Should girls ask the question?
If you like to wear the trousers in your relationship, you don't necessarily have to wait for a leap year to propose. But how do you go about it?
Nowadays there's no rule saying that a woman can't propose to her boyfriend, whatever day or year it is. But in the fifth century when rules of courtship were far stricter, women were only allowed to propose during a leap year. This was later limited to just one day - February 29 - when men would be let off from having to pay a fine if they refused a proposal.
"Proposing to your boyfriend is a decision that should never be taken lightly or done as a way to 'speed things up' if you feel your man has been dragging his feet to the altar," says Brenda Della Casa, relationship expert and author of Cinderella Was a Liar.
"I know very few men who wouldn't mind a woman popping the question. This isn't because they don't love the woman they're with or have commitment issues; it's because men and women view marriage a bit differently and if a man hasn't proposed, it usually means he's not ready."
Men versus women
Make sure you know exactly how he feels about you and the idea of marriage. If he's already dropped a few hints that he's not ready then perhaps you should hold off for a bit longer. You also need to feel confident about where your relationship is heading. If you've only just started living together, for example, it may be too soon to talk about marriage.
"Men take longer to get used to the idea of settling down because they approach marriage more logically than women do," says Brenda. "Many women get caught up in the romance and the idea of floating straight into their 'happily ever after' at whatever age and point in their career. Men, on the other hand, can often view marriage as a lifelong emotional and financial commitment."

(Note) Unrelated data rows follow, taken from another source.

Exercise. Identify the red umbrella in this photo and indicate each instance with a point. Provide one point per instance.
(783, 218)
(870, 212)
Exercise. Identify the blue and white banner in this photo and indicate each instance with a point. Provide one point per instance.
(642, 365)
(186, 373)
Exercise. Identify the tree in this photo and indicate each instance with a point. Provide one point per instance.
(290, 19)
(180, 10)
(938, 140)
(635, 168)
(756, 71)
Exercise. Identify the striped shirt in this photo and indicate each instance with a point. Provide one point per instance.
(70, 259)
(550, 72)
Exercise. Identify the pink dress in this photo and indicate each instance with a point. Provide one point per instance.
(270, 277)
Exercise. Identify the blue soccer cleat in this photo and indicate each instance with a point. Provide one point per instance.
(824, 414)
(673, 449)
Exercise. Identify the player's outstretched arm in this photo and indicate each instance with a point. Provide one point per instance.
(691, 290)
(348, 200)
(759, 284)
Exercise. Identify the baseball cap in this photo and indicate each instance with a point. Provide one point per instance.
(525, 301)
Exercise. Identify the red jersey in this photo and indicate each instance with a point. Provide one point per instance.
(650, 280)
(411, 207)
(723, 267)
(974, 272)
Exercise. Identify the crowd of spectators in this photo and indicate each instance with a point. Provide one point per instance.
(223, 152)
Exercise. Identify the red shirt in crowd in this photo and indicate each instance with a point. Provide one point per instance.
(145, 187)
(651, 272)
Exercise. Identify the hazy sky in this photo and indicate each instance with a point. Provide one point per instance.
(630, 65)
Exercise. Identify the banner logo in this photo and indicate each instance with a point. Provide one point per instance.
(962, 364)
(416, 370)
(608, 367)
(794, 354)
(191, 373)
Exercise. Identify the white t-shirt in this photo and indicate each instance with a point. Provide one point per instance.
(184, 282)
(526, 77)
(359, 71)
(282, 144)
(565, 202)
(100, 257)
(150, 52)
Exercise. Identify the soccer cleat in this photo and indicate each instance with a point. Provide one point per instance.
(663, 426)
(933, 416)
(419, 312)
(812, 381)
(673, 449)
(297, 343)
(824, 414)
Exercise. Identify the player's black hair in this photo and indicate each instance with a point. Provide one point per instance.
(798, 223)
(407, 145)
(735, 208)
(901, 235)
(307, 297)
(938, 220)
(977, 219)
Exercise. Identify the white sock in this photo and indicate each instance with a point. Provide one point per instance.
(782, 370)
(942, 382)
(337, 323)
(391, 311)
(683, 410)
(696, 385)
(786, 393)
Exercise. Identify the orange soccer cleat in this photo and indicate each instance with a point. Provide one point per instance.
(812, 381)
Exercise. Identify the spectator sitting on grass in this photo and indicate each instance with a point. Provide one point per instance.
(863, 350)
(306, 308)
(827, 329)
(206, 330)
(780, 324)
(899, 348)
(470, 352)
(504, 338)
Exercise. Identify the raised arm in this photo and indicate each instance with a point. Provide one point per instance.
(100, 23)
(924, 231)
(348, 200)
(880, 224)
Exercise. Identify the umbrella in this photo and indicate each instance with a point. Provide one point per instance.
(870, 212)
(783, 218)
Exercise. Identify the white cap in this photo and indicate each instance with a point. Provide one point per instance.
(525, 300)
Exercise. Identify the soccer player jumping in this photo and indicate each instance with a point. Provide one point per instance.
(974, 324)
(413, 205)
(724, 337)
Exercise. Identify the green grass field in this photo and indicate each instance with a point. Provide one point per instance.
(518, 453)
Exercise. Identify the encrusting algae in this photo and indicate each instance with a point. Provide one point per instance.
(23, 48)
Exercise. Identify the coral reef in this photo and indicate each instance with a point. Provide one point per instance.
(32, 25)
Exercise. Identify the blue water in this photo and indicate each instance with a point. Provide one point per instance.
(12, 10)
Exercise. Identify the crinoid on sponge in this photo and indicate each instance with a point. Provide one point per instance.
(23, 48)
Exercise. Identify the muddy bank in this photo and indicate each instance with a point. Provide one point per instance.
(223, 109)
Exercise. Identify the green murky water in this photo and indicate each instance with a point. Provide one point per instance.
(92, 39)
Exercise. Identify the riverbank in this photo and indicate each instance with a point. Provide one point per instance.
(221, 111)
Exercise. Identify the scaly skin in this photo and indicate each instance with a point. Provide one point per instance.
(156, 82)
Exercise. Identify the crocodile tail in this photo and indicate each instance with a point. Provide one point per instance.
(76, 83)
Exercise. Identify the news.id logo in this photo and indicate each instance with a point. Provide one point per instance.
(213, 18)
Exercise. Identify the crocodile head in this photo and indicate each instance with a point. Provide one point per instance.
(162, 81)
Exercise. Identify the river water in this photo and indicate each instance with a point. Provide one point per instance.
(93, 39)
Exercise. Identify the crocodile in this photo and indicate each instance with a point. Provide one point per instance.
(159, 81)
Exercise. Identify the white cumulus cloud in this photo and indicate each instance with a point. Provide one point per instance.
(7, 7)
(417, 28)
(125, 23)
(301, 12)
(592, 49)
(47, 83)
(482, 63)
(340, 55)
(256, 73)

It's always good to have a few ideas up your sleeve for your big moment, but doing it in front of a large crowd may not be ideal.
Changing the rules
Sara, 23, is planning on taking the plunge and asking her boyfriend of three years to marry her. "I'm not sure if I need to buy him a ring and what type it has to be. Also, I have no idea if I should also buy a ring for myself and how much to spend on it. Then there's the question over whether I should ask his family's permission? I'm thinking of asking him at a party and surprising him."
It's always good to have a few ideas up your sleeve for your big moment, but doing it in front of a large crowd may not be ideal. At least if you ask him in private and he says yes he still has the option to ask you again if he feels you've stolen his thunder (or damaged his ego). This way you'll get the best of both worlds.
"Plan something he'll enjoy and get him a gift such as a nice watch", says Brenda. "You could do it at his favourite sporting event, or if he likes going to the theatre, get the best tickets you can and slip a note in the programme. Never buy yourself a ring. If he says yes, pick it out together!"
To propose or not propose?
Before you start planning your proposal, decide if you're definitely onto a winner. If you've got any doubts, perhaps you should reconsider your plans and drop some heavy hints that you're ready and waiting.
- Is your other half a hopeless romantic or old-fashioned in his views?
- Does he squirm at the sound of the word 'wedding' or 'marriage'?
- Are you asking him because all your friends are getting engaged?
- Are you proposing because you feel you want to 'take the pressure' off him asking you?
You may also want to prepare yourself for friends and family to question why you asked him and why he never got round to it. "I'd never do it, says 20 year-old Louise. "I'd feel like the guy would feel obliged to say yes even if they didn't really want to. At least if they propose to you, you know they want to do it." Matt, 24, disagrees: "My girlfriend proposed to me. I said no, and have regretted it ever since." Cliff had a better experience: "I don't see anything wrong with it. If he runs a mile then he isn't what you're looking for anyway."
If you're ready to get married, let him know and take a step back. "Let his actions tell you whether or not he is ready. If too much time passes then you can make a decision about whether or not you should propose," says Brenda.